Helene was the most destructive for the beach towns, even though it made landfall far to the north. Twelve people died in Pinellas County because of strong storm surge that reached 8 feet (2.4 meters) high in some places.
In past years, the U.S. Army Corps of Engineers played a major role in beach restoration, but not this time. The Corps wants private landowners to sign up for permanent easements that would allow government access in perpetuity — a change that has met with stiff resistance.
So Pinellas County is doing the beach restoration itself, spending more than $125 million in tourism tax revenue to cover the costs. The county also has an easement program, but because some property owners won't sign up, there will be gaps in the beach renourishment that could lead to damage in future storms.
“We can't do it as well as we could,” said Barry Burton, the Pinellas County administrator. “Our desire is to place sand across as much of the beach as we can.”
The project calls for using 2.5 million cubic yards (1.9 million cubic meters) of sand that's being dredged and pumped from offshore. In places where property owners refused to sign the easements, new sand is being placed toward the Gulf side of the beach, which is public. The beaches are being widened by as much as 100 feet (30 meters).
For its part, the Army Corps said it can't justify spending millions of U.S. taxpayer dollars on beach renourishment without permanent easements to allow access.
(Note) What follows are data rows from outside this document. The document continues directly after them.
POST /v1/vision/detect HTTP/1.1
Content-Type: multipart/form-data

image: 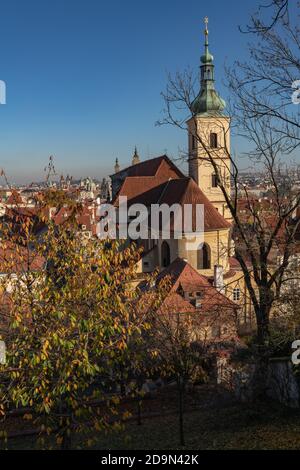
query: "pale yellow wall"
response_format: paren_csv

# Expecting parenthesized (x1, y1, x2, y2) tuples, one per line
(187, 115, 232, 221)
(137, 229, 230, 277)
(134, 233, 253, 328)
(223, 270, 255, 326)
(180, 229, 230, 276)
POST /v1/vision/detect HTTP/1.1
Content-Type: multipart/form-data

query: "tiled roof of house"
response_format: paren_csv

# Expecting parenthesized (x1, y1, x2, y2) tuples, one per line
(6, 191, 23, 205)
(157, 258, 238, 314)
(0, 243, 45, 274)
“The Corps cannot construct a project with ‘gaps’ due to missing easements,” the agency said in a statement. “The Congressionally authorized, engineered project cannot provide the level of protection when constructed with gaps.”
Those gaps mean that properties with sand dunes and an elongated beach might be next to another one with nothing — and that's where the storm surge in future hurricanes will go.
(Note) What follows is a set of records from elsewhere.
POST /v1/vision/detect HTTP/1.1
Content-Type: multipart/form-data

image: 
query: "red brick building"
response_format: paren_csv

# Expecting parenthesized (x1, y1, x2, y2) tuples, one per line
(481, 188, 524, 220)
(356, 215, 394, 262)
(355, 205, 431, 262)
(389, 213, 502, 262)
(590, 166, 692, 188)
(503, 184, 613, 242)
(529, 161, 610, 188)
In the past, the Army Corps paid about 65% of the beach restoration costs. Now, Pinellas County is footing the bill alone, with money that had been earmarked for a new Tampa Bay Rays baseball stadium and related development that fell through.
The team's current ballpark, Tropicana Field, was heavily damaged in Hurricane Milton last October but is being repaired in time for next season. The Rays were sold to a new group of investors this year, and where the team will play in the future is in limbo.
The county won't be able to afford beach work like this again, said Public Works Director Kelli Hammer Levy.
“This is the last and only time,” she said. So it’s really important that going forward, we have federal support."